What began as a town hall-style conversation in the Baxter neighborhood evolved into a multi-year movement grounded in connection, safety, and visibility. Five years later, they’re still outside—literally. From free movie nights hosted at Wealthy Theatre to neighborhood safety activations, Baxter United has reintroduced something many communities have lost: ownership.
“This is your neighborhood,” Cortez emphasizes. “You have the power to make this a better place.”
But his story doesn’t start with success—it starts with survival.
Raised by a father who fought for Black voices in the legal system, Cortez grew up witnessing both advocacy and adversity. As a young man, he faced homelessness while entering college, eventually graduating on his own timeline. Later, he endured personal trauma, including a deeply broken relationship that forced him to rebuild his life from scratch—at one point moving back into the same space that once symbolized everything falling apart.
That period, he describes, was darkness. Isolation. Reflection.
And then—transformation.
“I didn’t know what I was yet,” he admits. “So I picked up a camera.”
That camera became both shield and sword.
In the wake of the murders of George Floyd and Breonna Taylor, Cortez began documenting protests and movements across the country. He embedded himself in the energy of resistance, capturing truth in real time. But eventually, the weight of constant exposure to violence took its toll.
So he made a decision that would redefine his purpose: come home.
Instead of documenting pain, he chose to prevent it—by building community before crisis ever had a chance to take root.
That shift gave birth not only to Baxter United, but to a broader vision of impact that Cortez continues to expand today.

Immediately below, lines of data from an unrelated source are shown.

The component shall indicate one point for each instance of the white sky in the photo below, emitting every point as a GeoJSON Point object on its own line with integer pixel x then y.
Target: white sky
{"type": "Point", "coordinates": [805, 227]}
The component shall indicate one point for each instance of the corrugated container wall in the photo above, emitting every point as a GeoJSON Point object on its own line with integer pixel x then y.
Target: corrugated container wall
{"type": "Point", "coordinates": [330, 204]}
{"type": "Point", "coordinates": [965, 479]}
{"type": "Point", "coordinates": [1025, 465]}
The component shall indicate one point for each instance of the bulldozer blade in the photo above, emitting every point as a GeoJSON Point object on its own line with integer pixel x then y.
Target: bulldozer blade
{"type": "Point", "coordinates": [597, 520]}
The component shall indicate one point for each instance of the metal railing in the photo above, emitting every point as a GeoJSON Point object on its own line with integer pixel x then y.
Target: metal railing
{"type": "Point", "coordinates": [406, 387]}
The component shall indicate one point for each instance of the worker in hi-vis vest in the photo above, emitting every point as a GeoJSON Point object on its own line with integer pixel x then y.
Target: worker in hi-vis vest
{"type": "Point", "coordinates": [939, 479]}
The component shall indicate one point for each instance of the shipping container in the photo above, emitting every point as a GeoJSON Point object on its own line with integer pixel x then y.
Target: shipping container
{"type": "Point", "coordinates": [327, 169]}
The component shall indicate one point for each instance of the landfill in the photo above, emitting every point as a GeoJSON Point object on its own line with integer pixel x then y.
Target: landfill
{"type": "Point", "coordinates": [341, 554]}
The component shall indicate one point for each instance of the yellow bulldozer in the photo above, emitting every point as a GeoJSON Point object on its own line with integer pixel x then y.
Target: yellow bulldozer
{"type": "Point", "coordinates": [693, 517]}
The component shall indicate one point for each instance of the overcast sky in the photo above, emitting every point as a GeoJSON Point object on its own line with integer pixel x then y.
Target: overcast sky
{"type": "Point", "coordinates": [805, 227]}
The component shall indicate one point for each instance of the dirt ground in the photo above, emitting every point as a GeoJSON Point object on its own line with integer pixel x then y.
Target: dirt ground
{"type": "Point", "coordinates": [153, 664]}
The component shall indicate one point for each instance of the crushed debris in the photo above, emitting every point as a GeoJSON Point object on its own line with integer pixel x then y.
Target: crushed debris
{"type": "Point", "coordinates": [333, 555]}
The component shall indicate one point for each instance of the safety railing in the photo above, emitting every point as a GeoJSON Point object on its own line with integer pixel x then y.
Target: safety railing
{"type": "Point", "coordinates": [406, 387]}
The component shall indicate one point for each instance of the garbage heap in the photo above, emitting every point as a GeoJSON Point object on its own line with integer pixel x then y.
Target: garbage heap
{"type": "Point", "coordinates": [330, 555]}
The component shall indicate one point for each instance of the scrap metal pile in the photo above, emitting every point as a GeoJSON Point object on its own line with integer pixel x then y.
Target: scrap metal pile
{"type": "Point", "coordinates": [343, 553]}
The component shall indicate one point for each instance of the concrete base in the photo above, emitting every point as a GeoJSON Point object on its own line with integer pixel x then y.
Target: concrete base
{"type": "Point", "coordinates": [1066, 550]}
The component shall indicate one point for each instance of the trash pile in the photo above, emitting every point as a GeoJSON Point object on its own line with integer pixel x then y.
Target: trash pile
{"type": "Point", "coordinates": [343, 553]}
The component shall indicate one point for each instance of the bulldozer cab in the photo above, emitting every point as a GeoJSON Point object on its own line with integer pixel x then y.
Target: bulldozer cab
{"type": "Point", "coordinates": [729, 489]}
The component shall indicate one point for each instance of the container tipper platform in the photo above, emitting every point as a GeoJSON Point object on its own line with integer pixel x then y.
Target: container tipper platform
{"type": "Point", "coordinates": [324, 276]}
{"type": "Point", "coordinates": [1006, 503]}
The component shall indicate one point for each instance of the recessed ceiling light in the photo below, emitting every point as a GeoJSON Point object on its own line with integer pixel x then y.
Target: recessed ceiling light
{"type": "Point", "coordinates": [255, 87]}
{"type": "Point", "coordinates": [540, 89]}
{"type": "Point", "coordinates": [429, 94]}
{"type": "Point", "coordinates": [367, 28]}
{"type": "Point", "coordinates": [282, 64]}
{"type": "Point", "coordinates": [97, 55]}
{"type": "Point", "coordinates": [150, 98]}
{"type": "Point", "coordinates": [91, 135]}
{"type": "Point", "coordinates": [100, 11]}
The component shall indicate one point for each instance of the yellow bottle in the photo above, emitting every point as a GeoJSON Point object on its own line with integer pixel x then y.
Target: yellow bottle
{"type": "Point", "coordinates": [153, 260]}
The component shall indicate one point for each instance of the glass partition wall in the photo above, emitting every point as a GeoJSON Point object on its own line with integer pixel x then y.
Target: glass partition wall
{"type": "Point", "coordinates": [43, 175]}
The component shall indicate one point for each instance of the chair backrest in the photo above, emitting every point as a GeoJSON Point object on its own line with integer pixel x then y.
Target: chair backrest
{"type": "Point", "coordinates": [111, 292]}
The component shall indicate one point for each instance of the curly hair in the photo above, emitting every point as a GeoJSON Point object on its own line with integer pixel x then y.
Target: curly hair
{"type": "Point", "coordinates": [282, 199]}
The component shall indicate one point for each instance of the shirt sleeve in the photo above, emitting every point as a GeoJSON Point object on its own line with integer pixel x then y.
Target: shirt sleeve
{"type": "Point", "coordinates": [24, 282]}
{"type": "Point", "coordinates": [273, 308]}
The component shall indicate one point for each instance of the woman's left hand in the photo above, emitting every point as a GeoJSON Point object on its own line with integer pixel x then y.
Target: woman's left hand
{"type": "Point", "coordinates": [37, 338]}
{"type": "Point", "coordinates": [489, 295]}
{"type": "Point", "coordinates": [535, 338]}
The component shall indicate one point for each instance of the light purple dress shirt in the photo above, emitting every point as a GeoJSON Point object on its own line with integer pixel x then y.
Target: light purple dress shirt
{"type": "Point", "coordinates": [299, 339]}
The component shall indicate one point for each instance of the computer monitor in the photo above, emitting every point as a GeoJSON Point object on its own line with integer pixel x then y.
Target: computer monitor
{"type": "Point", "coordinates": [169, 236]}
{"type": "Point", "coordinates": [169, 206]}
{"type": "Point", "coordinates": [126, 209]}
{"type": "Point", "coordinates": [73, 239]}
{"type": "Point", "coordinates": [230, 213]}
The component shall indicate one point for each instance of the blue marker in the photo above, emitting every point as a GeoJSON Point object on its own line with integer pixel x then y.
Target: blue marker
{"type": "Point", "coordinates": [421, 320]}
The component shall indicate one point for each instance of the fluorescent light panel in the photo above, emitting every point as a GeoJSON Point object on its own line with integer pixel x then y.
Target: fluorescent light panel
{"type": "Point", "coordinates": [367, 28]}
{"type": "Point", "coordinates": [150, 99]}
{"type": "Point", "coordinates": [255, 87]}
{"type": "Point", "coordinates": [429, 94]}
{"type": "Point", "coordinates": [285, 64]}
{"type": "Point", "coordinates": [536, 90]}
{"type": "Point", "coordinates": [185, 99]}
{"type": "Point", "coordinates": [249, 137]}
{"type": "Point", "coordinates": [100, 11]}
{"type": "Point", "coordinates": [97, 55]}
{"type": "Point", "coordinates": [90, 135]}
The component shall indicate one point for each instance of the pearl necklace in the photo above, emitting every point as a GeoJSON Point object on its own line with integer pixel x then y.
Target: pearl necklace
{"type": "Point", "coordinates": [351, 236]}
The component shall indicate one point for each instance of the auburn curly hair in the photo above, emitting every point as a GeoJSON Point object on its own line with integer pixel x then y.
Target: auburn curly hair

On the creative side, he operates as a filmmaker and creative director, producing documentary-style content that reflects real stories and lived experiences. His production company is approaching its five-year milestone, while his next chapter is already in motion: 88 to Infinity Studios, a film venture designed to elevate storytelling at a higher level.
For Cortez, creativity isn’t separate from community—it’s an extension of it.
A good day in his world isn’t about luxury. It’s about alignment. Waking up with intention. Writing. Creating. Training his mind and body—he recently took up kung fu. Reconnecting with joy in its simplest forms. And yes, maybe ending the day with a basketball game, cheering on teams like the Los Angeles Lakers and the Detroit Pistons.
But don’t mistake his calm for comfort.
“Every day feels like you want to quit,” he says, describing the grind of purpose-driven work. He compares it to a scene from Spider-Man 2—holding everything together while it feels like it’s all falling apart.
And still—you keep going.
That persistence is what he now passes on as advice: stay on the path. Even when it stretches you. Even when it breaks you down before building you back up.
Because eventually, the seeds you planted start to grow.
Today, Cortez stands in a place many never reach—not because it’s easy, but because he refused to stop. After losing nearly everything, he rebuilt not just his life, but his influence. In his words, the thing he’s most proud of isn’t a project or a title—it’s himself.
And that pride isn’t ego. It’s evidence.
Evidence that healing is possible. That purpose can be rediscovered. That impact doesn’t require permission.
Kenneth Cortez isn’t just telling stories anymore.
He’s helping communities rewrite theirs.